It was kind of a one-step-back, two-steps-forward quarter for Lockheed Martin (NYSE:LMT).
Shares of the world's largest pure-play defense stock fell a fraction of a percent after it reported earnings Tuesday, then gained that fraction back, and added another fraction of a percent Wednesday. That waffling reaction to earnings is not how you'd ordinarily expect investors to greet the news that Lockheed beat analysts' expectations for both sales and earnings. But the numbers were what they were -- and investors were apparently less than impressed by what Lockheed had to tell them this week.
What Lockheed Martin said
Releasing its financials for fiscal Q2 2016, Lockheed Martin reported sales growth of 10% to $12.7 billion, versus analysts' expected $12.4 billion. Profits from continuing operations also grew 10% to $3.23 per share, $0.12 better than the $3.11 Street consensus.
Even better, Lockheed Martin incorporated the better-than-expected Q2 results, then added to them, in crafting new-and-improved guidance for full-year profits. After earning $0.12 more than it expected in Q2, Lockheed now believes that it can end the year with earnings of between $12.30 and $12.60 per share -- about $0.15 more than it was expecting to earn.
Pluses and minuses
Good as those numbers look, though, Lockheed's results were both worse and better than those headline numbers suggest.
On the worse side of things: earnings from discontinued operations, which boosted last year's Q2 results but were absent from Tuesday's news. Their absence resulted in net diluted earnings per share declining about 3% year over year. (The fact that net income declined, despite sales growing, may account for some hesitancy on investors' part to buy into Lockheed despite the earnings beat.)
On the plus side, Lockheed Martin reported generating $1.5 billion in cash from operations last quarter. That was up only 5% from last year. But after subtracting $278 million in capital expenditures, it left Lockheed with $1.3 billion in free cash flow for the quarter -- 34% ahead of reported net earnings.

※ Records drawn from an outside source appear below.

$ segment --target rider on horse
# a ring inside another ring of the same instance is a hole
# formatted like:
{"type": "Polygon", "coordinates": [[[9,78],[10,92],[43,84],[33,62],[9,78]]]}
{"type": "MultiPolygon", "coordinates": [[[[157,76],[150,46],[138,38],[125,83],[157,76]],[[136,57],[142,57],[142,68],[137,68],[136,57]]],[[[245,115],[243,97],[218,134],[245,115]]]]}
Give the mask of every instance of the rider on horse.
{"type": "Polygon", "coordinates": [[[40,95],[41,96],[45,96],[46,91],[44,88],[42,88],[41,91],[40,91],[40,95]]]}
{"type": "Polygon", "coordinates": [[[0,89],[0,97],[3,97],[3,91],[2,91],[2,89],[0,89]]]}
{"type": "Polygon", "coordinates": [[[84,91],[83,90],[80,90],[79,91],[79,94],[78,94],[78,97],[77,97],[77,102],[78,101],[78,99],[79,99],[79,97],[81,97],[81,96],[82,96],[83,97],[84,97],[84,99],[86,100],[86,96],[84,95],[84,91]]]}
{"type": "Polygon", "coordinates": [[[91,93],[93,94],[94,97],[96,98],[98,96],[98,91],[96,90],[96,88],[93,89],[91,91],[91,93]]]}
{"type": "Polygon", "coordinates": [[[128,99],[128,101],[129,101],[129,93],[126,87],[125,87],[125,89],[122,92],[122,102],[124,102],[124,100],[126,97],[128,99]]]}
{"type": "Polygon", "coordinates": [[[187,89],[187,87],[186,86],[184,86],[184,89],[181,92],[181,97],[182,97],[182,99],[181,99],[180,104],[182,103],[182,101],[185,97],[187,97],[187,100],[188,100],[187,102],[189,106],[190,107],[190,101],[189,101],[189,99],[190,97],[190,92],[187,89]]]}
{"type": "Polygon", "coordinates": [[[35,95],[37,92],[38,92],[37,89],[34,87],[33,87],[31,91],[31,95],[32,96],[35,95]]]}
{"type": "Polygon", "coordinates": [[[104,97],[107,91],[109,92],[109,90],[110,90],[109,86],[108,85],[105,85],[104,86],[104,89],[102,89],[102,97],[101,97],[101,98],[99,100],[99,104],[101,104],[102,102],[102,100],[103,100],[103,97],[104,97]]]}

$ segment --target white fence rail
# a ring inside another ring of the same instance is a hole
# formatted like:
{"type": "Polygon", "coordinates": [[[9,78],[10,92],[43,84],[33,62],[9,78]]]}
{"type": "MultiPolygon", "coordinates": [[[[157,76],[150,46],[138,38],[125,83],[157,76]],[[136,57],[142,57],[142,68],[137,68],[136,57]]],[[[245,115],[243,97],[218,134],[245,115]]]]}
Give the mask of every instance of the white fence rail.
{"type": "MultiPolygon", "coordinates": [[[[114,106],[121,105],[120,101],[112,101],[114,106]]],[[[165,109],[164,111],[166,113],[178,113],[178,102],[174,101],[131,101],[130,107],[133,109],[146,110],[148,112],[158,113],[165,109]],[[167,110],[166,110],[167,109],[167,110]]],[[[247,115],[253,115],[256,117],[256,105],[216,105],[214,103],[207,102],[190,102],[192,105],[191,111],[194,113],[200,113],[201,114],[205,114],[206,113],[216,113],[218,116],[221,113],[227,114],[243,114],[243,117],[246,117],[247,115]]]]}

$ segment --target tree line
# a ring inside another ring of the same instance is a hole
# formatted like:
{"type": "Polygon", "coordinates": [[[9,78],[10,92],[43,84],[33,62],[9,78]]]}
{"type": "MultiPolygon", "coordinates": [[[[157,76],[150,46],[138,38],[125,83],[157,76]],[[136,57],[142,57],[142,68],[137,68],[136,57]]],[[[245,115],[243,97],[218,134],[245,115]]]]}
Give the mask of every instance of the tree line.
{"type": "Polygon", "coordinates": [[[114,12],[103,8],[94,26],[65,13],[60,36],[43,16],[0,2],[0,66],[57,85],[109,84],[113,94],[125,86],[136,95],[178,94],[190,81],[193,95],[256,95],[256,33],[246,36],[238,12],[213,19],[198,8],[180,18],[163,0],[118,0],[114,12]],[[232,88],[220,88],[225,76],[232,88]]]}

Mind you, there's still a pretty big gap between Lockheed's earnings as calculated according to generally accepted accounting principles and the actual cash profit the company is generating and putting in the bank. But thanks to Q2's strong result, Lockheed Martin closed the gap between its GAAP net income for the past 12 months ($5.1 billion) and its actual cash profits ($4.1 billion) a little bit tighter.

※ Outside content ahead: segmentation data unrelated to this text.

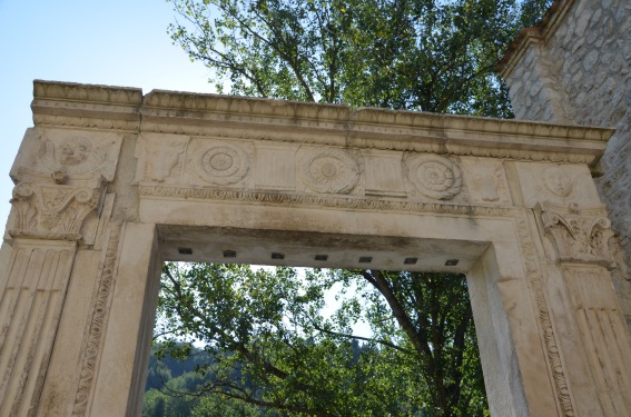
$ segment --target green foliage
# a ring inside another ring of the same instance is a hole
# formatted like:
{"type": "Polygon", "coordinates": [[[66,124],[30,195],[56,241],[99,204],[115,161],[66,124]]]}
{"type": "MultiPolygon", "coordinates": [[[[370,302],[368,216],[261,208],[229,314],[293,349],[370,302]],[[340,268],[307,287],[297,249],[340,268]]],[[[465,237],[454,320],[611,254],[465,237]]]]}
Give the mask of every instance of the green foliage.
{"type": "Polygon", "coordinates": [[[292,268],[203,264],[164,271],[157,332],[171,338],[157,354],[198,356],[193,342],[201,341],[208,360],[197,371],[207,379],[197,394],[287,416],[486,413],[462,276],[307,270],[299,278],[292,268]],[[344,300],[325,317],[334,287],[344,300]],[[359,319],[371,337],[352,335],[359,319]]]}
{"type": "MultiPolygon", "coordinates": [[[[171,39],[219,91],[502,118],[512,110],[495,63],[552,3],[168,1],[179,19],[171,39]]],[[[167,265],[165,277],[159,354],[186,358],[194,340],[205,344],[209,360],[196,369],[211,376],[199,389],[207,409],[233,398],[287,416],[489,413],[463,277],[312,271],[300,280],[287,268],[218,265],[167,265]],[[335,285],[356,294],[323,317],[335,285]],[[371,337],[352,335],[359,319],[371,337]]],[[[166,407],[158,397],[155,409],[166,407]]]]}
{"type": "Polygon", "coordinates": [[[494,66],[551,0],[170,0],[235,95],[511,117],[494,66]]]}

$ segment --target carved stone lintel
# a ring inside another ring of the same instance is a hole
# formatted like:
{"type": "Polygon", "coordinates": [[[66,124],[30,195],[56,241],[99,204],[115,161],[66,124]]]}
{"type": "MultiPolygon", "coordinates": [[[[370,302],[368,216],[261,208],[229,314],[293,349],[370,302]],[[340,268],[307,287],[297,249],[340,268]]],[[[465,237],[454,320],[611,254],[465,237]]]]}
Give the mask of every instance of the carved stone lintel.
{"type": "Polygon", "coordinates": [[[79,240],[86,217],[98,207],[101,188],[20,182],[13,188],[13,237],[79,240]]]}
{"type": "Polygon", "coordinates": [[[611,222],[603,210],[568,210],[542,208],[541,220],[551,237],[561,262],[583,262],[615,267],[609,251],[613,236],[611,222]]]}

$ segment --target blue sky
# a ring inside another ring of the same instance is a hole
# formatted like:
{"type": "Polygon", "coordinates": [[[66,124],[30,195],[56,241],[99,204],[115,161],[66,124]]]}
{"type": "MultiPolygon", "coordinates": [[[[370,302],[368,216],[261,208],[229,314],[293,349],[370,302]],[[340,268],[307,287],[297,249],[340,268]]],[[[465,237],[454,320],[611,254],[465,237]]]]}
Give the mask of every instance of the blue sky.
{"type": "Polygon", "coordinates": [[[165,0],[0,0],[1,225],[34,79],[214,92],[204,64],[171,43],[174,19],[165,0]]]}

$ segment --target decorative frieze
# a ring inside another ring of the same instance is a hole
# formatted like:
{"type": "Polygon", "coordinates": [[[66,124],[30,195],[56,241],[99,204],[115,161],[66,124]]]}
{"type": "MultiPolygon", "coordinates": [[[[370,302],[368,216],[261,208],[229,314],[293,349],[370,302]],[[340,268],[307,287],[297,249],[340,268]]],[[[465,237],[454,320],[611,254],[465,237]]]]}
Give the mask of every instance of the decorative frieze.
{"type": "Polygon", "coordinates": [[[337,148],[304,148],[298,156],[298,177],[316,192],[348,193],[359,180],[355,156],[337,148]]]}
{"type": "Polygon", "coordinates": [[[407,179],[415,190],[434,200],[450,200],[462,189],[460,168],[450,158],[438,155],[408,155],[407,179]]]}

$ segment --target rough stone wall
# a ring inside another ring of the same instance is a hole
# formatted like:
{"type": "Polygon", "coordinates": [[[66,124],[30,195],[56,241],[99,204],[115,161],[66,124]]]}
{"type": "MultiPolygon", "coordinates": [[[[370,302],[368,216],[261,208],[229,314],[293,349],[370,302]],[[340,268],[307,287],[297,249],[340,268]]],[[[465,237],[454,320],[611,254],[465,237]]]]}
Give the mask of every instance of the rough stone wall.
{"type": "MultiPolygon", "coordinates": [[[[517,119],[615,128],[595,179],[631,265],[631,2],[561,0],[501,62],[517,119]]],[[[631,282],[614,274],[631,329],[631,282]]]]}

All that said, with its valuation of 20.5 times free cash flow (16.5 times GAAP earnings), I still can't say that Lockheed Martin stock looks like much of a bargain to me today. Although the stock pays an above-market 2.5% dividend yield, with prices falling on the company's marquee F-35 stealth fighter jet, analysts only expect Lockheed Martin to average 9.2% profit growth over the next five years. Combining dividend yield with earnings growth, that results in an expected total return of only 11.7% on the stock.
So why is Lockheed Martin stock not reacting as expected to this week's earnings beat? Personally, I think paying 20.5 times FCF for an 11.7% return is a bad bargain. Could be, other investors are starting to agree.